People can expect to see, taste and hear new things and enjoy Richmond’s downtown riverfront at the festival, according to Lecky. 

Similarly to Lecky, food vendor Ron Joseph has been a part of the Richmond Folk Festival since its start. 

“It’s all about the music and the culture and it just gets better every year,” Joseph said. “It’s just a great event.”

Joseph had owned Strawberry Street Cafe in Richmond for 30 years until he sold it in 2018, he said. Since 2019, he has owned Strawberry Street Events, a concession and catering company. 

“Every weekend is a different festival but I like this one because there’s no travel for us, it’s our home base.

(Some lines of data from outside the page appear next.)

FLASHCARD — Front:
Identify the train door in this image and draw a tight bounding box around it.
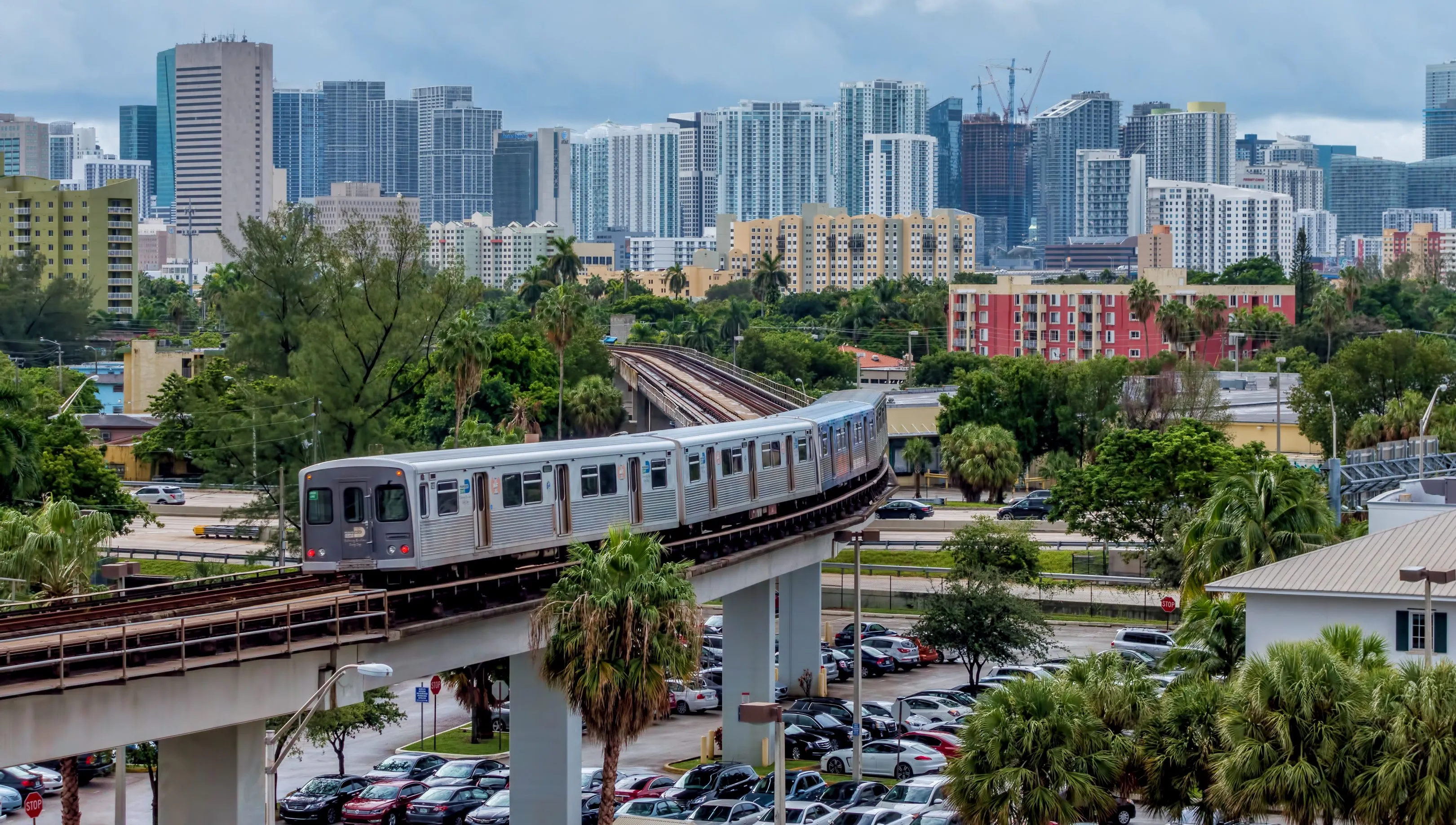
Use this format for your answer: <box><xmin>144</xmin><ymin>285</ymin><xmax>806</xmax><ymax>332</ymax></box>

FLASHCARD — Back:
<box><xmin>556</xmin><ymin>464</ymin><xmax>571</xmax><ymax>535</ymax></box>
<box><xmin>628</xmin><ymin>458</ymin><xmax>642</xmax><ymax>525</ymax></box>
<box><xmin>708</xmin><ymin>448</ymin><xmax>718</xmax><ymax>510</ymax></box>
<box><xmin>472</xmin><ymin>472</ymin><xmax>491</xmax><ymax>546</ymax></box>
<box><xmin>748</xmin><ymin>442</ymin><xmax>759</xmax><ymax>498</ymax></box>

We get to listen to good music and the people of Venture treat their food vendors very well,” Joseph said. 

Strawberry Street Events will be selling their Nashville Hot Concept this year at the festival, according to Joseph. This includes: Nashville hot chicken sandwiches, Nashville hot chicken baskets, Memphis style pulled pork barbeque and other variations of chicken.

“They don’t just come from Richmond but they come from all over. They come for the music, the food, and the vendor shopping. It’s just a good event put on by good people,” Joseph said. 

This will be art vendor Sophie Smith’s first year being a part of the Richmond Folk Festival. Smith graduated from VCU in 2019 and now runs her own business, Sophie Printmaking, as a linocut printmaker, according to Smith. Sophie Printmaking sells printed goods highlighting Richmond. 

Sophie Smith prints artwork to sell. 
Photo courtesy of Sophie Smith

Smith said she has enjoyed attending the festival over the years and began wondering if she could create enough prints to be a part of it herself. Last year she took the leap and decided to apply. Now she will be selling her prints at this year’s folk festival.

The festival brings all communities together to celebrate and appreciate, Smith said.

“This event highlights all the different people we have in this wonderful city and surrounding it. Folk art and music is so important, and it’s so wonderful that we have this giant event to celebrate all of it,” Smith said.